PGL/PCC are more commonly associated with a germline mutation than any other cancer type, therefore, all individuals with these types of tumors should undergo genetic risk evaluation. NGS multigene panel testing is a cost-effective approach given the overlapping phenotypes. Individuals with germline mutations associated with PGL/PCC should undergo lifelong clinical, biochemical and imaging surveillance and their families should undergo genetic counseling. For all these reasons, it is critical that all medical staff can suspect and diagnose these inherited cancer predisposition syndromes.
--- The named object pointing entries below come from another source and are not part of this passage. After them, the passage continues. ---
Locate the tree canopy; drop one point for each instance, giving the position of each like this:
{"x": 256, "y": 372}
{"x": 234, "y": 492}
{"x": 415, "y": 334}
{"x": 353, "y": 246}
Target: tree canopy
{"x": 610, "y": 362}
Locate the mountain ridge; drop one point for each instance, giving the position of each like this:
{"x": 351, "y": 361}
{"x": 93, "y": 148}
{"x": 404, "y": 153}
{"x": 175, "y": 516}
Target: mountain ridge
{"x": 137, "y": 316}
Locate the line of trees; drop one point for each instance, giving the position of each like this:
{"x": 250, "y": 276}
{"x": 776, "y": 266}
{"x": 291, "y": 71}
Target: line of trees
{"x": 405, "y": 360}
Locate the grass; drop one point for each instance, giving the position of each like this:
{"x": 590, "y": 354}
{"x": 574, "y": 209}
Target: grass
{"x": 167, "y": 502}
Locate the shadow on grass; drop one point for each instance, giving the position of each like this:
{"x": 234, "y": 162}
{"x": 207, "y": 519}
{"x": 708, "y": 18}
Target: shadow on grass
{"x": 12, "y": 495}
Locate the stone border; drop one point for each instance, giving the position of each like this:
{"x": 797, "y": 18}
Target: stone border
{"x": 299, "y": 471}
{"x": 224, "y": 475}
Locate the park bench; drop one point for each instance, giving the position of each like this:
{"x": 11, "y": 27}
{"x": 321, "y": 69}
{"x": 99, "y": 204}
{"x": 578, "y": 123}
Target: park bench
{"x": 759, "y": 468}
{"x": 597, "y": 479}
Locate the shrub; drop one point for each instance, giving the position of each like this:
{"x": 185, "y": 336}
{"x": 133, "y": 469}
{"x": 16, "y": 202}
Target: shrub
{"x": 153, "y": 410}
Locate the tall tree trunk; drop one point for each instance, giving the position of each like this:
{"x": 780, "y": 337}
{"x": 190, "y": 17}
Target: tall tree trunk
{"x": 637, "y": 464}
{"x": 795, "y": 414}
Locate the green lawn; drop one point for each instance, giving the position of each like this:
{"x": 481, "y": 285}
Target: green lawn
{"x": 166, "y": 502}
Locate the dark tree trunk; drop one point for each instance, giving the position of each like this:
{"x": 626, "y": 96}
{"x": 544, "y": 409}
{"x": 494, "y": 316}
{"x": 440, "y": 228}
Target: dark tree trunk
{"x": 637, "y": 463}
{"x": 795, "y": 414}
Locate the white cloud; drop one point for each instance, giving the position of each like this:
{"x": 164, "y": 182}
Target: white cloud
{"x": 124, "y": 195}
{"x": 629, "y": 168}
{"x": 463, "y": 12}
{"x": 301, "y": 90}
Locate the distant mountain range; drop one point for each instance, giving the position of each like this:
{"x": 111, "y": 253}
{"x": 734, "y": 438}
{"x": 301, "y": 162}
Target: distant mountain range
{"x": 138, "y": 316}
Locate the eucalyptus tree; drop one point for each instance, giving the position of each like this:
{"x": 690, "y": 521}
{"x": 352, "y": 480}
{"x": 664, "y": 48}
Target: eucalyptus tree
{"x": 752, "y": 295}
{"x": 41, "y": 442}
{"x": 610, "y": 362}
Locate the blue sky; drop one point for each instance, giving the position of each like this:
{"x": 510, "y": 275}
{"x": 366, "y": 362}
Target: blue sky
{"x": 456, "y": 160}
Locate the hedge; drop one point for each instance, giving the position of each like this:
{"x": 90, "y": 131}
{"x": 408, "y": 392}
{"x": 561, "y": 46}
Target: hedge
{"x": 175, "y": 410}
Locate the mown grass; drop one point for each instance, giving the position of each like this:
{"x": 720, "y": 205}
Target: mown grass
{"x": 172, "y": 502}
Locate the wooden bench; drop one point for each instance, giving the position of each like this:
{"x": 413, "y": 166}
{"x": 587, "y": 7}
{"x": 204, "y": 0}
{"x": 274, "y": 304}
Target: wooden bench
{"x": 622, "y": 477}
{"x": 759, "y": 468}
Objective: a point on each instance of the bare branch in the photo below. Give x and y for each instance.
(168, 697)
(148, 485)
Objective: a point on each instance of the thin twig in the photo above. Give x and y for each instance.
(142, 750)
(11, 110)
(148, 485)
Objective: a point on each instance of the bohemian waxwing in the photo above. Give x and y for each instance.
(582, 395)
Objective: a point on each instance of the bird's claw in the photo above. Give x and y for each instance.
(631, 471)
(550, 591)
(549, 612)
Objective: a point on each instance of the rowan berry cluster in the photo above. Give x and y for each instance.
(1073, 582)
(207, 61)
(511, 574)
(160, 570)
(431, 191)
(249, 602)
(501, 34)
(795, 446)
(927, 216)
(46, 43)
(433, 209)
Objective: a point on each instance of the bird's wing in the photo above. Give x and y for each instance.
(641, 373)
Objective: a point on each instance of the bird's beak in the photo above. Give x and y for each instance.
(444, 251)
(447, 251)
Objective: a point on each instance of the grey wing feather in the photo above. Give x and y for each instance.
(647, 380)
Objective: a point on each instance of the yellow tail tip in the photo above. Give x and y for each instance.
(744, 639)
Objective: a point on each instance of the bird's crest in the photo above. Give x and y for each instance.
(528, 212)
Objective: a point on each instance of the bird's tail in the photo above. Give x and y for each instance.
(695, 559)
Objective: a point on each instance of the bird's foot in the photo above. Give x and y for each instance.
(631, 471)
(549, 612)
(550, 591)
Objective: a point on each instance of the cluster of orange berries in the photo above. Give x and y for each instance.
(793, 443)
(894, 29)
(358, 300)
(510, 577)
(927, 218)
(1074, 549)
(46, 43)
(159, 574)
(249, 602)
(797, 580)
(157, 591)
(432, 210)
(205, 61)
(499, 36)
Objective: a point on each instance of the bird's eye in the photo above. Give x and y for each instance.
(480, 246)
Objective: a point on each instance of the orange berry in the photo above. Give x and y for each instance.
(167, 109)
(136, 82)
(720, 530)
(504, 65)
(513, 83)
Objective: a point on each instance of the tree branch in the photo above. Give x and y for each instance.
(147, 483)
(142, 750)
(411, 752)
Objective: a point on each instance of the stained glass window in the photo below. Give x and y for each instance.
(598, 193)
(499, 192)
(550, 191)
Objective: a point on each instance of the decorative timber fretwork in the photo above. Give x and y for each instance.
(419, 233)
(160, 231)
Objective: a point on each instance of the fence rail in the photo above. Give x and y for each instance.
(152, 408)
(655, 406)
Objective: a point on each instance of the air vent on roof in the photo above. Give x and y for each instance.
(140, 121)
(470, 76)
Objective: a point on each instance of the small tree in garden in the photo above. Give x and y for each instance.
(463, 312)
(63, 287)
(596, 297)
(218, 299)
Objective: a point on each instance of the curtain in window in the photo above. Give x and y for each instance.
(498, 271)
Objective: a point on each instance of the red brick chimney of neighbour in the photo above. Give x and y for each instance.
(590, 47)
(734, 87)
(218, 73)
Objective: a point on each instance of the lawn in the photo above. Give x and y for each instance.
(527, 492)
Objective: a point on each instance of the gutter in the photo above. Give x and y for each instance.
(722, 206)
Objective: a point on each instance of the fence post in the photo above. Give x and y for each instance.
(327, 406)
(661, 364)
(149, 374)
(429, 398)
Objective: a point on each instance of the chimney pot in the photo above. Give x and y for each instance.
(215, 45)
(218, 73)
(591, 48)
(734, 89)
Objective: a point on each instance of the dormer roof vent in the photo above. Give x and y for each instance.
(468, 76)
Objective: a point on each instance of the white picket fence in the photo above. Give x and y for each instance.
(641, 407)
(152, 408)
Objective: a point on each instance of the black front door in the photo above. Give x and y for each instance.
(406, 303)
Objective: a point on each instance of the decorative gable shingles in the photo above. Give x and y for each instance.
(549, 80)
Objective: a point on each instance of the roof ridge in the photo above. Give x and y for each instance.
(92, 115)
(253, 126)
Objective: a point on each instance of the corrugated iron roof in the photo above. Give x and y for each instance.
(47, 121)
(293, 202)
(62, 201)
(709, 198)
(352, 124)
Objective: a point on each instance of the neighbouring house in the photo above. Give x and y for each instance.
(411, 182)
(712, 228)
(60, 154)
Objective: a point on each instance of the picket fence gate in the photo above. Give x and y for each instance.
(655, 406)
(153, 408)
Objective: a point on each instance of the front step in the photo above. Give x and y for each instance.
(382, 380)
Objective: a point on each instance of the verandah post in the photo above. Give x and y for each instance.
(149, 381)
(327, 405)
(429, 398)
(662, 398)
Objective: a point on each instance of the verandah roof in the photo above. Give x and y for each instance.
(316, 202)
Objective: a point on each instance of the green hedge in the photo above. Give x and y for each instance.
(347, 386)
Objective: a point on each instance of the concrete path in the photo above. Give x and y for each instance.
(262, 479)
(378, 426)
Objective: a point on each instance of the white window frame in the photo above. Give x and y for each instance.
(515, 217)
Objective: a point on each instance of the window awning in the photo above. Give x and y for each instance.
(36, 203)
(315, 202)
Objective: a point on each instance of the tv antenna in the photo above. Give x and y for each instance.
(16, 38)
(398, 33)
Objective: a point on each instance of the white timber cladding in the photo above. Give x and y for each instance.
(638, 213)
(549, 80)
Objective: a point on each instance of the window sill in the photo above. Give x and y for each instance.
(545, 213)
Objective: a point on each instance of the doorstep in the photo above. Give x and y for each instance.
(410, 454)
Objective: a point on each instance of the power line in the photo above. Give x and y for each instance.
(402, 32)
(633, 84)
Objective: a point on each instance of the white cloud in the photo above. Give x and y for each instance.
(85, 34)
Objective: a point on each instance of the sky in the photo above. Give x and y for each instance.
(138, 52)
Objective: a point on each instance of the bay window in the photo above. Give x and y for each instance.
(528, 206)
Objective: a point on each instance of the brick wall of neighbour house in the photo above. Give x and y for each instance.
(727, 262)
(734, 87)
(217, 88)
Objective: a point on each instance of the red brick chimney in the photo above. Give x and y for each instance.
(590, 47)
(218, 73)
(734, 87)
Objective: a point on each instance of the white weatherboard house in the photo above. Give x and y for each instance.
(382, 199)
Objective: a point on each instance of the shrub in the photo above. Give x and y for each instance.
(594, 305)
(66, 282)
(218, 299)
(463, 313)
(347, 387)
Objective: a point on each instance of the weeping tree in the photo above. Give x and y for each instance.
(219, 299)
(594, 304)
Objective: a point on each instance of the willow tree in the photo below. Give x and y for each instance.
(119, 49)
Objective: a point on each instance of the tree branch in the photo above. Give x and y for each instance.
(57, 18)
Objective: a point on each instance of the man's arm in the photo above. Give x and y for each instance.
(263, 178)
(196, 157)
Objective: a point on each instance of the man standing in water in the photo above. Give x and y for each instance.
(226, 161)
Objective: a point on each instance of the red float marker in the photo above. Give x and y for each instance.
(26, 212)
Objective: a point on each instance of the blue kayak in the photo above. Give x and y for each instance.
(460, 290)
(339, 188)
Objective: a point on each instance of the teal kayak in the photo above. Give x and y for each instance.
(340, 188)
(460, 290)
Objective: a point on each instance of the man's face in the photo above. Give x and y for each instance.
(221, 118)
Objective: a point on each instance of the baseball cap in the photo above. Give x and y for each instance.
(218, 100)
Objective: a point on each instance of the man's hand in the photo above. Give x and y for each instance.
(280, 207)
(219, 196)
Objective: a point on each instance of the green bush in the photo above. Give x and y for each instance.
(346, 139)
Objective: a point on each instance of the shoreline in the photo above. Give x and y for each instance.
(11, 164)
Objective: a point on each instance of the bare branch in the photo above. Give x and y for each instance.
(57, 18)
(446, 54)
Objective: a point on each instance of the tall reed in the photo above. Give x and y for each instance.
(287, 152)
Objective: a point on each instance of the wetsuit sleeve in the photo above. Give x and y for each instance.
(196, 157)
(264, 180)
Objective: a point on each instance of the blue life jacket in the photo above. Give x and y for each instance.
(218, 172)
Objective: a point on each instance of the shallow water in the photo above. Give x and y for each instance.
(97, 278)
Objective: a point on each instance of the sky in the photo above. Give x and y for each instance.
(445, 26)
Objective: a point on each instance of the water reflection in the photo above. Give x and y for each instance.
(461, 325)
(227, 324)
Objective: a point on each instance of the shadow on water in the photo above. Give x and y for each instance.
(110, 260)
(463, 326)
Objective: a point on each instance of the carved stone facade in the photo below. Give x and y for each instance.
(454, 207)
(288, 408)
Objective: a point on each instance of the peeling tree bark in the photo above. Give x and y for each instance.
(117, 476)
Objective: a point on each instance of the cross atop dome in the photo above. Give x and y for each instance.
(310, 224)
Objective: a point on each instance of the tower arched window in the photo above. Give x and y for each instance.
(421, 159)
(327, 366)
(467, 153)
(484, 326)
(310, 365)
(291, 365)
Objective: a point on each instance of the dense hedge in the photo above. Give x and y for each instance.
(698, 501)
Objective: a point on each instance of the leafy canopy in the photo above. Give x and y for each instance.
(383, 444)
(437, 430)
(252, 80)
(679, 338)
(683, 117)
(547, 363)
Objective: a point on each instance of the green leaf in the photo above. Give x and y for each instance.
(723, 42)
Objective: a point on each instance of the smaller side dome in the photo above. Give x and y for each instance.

副神经节瘤(PGL)和嗜铬细胞瘤(PCC)是罕见的神经内分泌肿瘤,以往认为主要是散发性的。然而,随着过去十年中新型易感基因的发现,目前估计高达40%的病例可能发生在遗传性综合征背景下。我们旨在对PGL/PCC家系进行特征分析,以举例说明怀疑存在遗传性综合征的不同情形,并强调对患者及其家属进行及时基因诊断的重要性。
对诊断为PGL/PCC的患者进行回顾性分析。使用包括SDHA、SDHB、SDHC和SDHD在内的下一代测序面板研究种系突变。从临床记录中收集临床数据,所有患者均接受遗传咨询。
我们描述了4个患有PGL/PCC且SDH复合基因存在种系突变的家系。2个家系有SDHB突变,2个家系有SDHD突变。患者及其家属的临床表现具有异质性,根据文献,其中一些表现不典型。
与其他任何癌症类型相比,PGL/PCC更常与种系突变相关,因此,所有患有这些类型肿瘤的个体都应进行遗传风险评估。鉴于表型重叠,NGS多基因面板检测是一种具有成本效益的方法。与PGL/PCC相关的种系突变个体应接受终身临床、生化和影像学监测,其家属应接受遗传咨询。基于所有这些原因,至关重要的是所有医务人员都能够怀疑并诊断这些遗传性癌症易感性综合征。